Quello che è accaduto ieri nella scuola media G. Capograssi, di Sulmona dove un bambino di soli 11 anni ha colpito con un coltello, senza apparente motivo, un collaboratore scolastico non può e non deve passare inosservato. Non può, nel nome di un mondo e di una società che deve fermarsi a riflettere. Noi vogliamo farlo, pubblicando una lettera di una madre, una delle tante che nella giornata di ieri, sono apparse sui social. Un segnale forte e di speranza  che arriva da quelle persone, e sono tantissime, che hanno visto nel gesto del ragazzo un reale pericolo per una società che rischia la deriva.

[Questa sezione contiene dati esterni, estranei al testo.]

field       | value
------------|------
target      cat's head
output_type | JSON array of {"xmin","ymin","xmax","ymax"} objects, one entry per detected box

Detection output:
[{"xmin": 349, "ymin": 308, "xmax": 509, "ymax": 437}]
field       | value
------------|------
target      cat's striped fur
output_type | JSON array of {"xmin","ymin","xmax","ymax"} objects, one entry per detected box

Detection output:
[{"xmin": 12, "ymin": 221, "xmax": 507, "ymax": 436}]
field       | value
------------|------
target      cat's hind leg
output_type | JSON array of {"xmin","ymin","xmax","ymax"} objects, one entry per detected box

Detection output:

“Quanto accaduto dovrebbe farci fermare tutti. E riflettere”- si legge nella lettera – “Un bambino che deve ancora aprire gli occhi alla vita decide di punto in bianco di andare a scuola con un coltello da cucina e di colpire un adulto che non poteva reagire perché evidentemente gli stava dando le spalle. Dopo la bomba mediatica esplosa nella rapidità che solo i social possono permettere, mi domando: chi si è fermato a chiedersi perché?. Ho letto e sentito tanto e ad un certo punto mi sono posta un fermo ed ho parlato a me stessa. È colpa della famiglia? È colpa della scuola? È colpa della società? È colpa dei social o delle famigerate challenge? La solitudine è una spirale. Quando ci si cade si fa fatica a distinguere la realtà. Non dobbiamo dare una colpa, ma cercare di capire. Perché se da una parte il danno è stato lieve e, a detta di alcuni, la notizia non doveva neanche uscire dal cancello di quella scuola, dall’altra in quel gesto c’è un urlo disperato, un tentativo di essere non dico ascoltati, ma almeno visti. Possibile che nessuno si sia accorto? Possibile che in classe non si sia notato nulla? Possibile che la famiglia non abbia capito il disagio del figlio? Possibile. Perché siamo tutti stanchi e dovremmo davvero trovare il tempo per fermarci ed ascoltare ciò che ci circonda e chi amiamo. Il carnefice è vittima allo stesso tempo e va protetto. Nel suo disagio ha trovato il modo sbagliato per chiedere aiuto, ma lo ha fatto. Siamo noi il tempo e se esso è buio domandiamoci cosa abbiamo fatto per renderlo luminoso. Sono davvero offuscata da quanto accaduto. Sto rimettendo in discussione tutto, in primis me stessa”. Indagini e riflessioni devono quindi andare oltre. Oltre quella coltellata che pure è stata sferrata.